There he was, hurrying toward them now. “Gerry, Maestro—do you hear? One of the choristers is missing!”
“Missing!” Gerry exclaimed. “What do you mean?”
“His bodyguard cannot find him. That means he is missing, no?”
“Oh dear! You don’t think …”
“Something happens to him?” Quaglia finished for her.
“No one knows. He—wait, here is bodyguard now.” The guard came running toward them, looking a question at Amato. “Not here,” the baritone said.
“Did you try the chorus dressing room?” Gerry asked.

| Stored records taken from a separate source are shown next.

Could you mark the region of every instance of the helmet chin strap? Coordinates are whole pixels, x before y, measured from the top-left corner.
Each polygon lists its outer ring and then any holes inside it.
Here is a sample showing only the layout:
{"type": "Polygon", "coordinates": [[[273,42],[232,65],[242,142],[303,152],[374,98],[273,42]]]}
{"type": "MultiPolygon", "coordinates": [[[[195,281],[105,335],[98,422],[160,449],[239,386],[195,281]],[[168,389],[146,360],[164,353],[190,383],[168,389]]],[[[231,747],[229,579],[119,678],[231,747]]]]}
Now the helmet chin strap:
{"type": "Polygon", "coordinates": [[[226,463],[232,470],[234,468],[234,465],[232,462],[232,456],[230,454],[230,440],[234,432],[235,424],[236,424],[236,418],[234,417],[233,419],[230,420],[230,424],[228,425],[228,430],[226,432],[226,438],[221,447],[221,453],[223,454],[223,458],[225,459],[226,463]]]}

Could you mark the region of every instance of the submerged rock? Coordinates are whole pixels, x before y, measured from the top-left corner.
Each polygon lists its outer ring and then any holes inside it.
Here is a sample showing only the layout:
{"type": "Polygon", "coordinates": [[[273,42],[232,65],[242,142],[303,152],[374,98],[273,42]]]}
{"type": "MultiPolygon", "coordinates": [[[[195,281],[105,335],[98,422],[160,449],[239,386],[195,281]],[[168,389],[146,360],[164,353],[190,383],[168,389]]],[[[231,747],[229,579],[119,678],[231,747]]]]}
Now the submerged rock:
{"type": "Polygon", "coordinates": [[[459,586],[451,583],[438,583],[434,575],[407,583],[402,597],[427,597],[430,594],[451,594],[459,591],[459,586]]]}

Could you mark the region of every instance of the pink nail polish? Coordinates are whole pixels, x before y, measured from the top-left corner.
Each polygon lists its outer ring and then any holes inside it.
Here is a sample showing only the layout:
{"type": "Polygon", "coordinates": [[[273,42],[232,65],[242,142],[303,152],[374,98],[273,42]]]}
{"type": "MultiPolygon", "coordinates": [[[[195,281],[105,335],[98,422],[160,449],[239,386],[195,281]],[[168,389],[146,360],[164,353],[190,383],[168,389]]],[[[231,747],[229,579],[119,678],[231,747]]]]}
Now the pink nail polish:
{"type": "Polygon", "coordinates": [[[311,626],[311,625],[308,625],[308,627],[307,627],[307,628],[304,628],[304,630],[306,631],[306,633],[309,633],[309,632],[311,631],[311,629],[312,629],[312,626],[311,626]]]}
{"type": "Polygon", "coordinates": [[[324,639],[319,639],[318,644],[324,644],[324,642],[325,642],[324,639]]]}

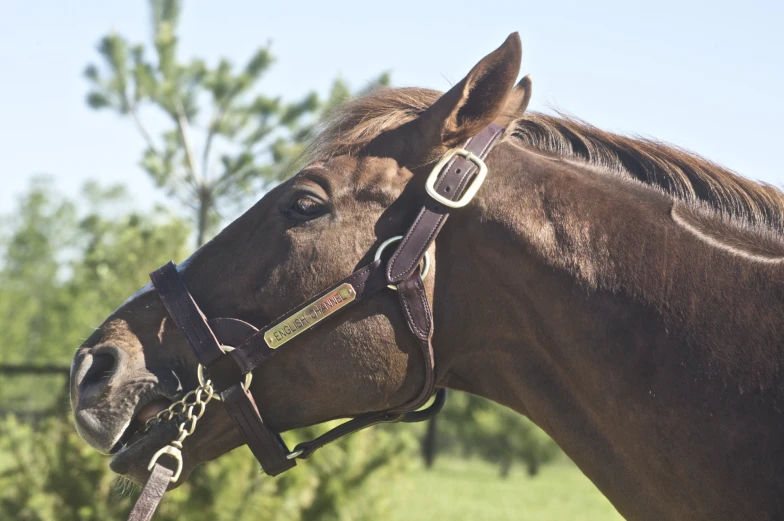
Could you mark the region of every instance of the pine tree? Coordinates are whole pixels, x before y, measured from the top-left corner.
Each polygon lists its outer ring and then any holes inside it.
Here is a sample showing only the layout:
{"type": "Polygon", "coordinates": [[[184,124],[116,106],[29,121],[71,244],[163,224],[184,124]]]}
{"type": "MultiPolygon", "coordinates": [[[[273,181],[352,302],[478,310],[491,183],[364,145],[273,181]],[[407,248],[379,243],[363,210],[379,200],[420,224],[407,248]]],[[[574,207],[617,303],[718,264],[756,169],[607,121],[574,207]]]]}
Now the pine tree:
{"type": "MultiPolygon", "coordinates": [[[[150,6],[152,53],[118,34],[103,37],[101,65],[85,70],[91,84],[87,103],[133,121],[146,143],[141,167],[189,209],[200,246],[216,231],[221,210],[292,173],[320,114],[350,91],[338,79],[326,100],[315,92],[293,102],[260,93],[259,81],[274,62],[269,44],[242,67],[226,58],[215,66],[181,61],[182,3],[151,0],[150,6]],[[157,137],[143,121],[147,109],[168,121],[157,137]]],[[[387,82],[383,74],[371,86],[387,82]]]]}

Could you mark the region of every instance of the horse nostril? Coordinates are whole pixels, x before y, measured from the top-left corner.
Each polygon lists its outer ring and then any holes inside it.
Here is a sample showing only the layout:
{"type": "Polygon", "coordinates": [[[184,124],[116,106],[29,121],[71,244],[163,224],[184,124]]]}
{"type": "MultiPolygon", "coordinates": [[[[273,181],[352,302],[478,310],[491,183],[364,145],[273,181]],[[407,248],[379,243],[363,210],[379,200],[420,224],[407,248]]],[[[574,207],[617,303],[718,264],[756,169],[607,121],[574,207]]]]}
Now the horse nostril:
{"type": "Polygon", "coordinates": [[[110,353],[93,355],[92,364],[84,375],[82,385],[95,385],[108,380],[115,370],[117,359],[110,353]]]}

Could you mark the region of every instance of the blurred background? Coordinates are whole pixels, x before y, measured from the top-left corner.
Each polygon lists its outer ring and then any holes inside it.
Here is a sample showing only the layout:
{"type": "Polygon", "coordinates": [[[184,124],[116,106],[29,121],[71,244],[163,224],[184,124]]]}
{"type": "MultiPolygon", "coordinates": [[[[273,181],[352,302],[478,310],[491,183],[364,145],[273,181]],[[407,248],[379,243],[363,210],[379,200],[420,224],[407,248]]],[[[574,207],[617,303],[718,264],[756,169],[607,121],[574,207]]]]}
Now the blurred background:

Fourth floor. The bodyguard dashed up the stairs.
“Which chorister is it?” Quaglia asked.
“Tony Spinelli,” Amato said.
“Tony Spinelli,” Gerry repeated. “I don’t believe I know which one he is.” Then she ‘remembered’. “Maestro! That chorister still in costume we just saw—could that have been Tony Spinelli?”
Quaglia spread his hands. “I do not see his face.”
“What did he look like?” Amato asked.
“Long droopy mustache,” Gerry said. “Eyebrows that stick out a mile.”
“That is Tony!” Amato cried jubilantly. “Where is he?”
“Why, when we saw him he was headed in the direction of the greenroom, wouldn’t you say, Maestro?”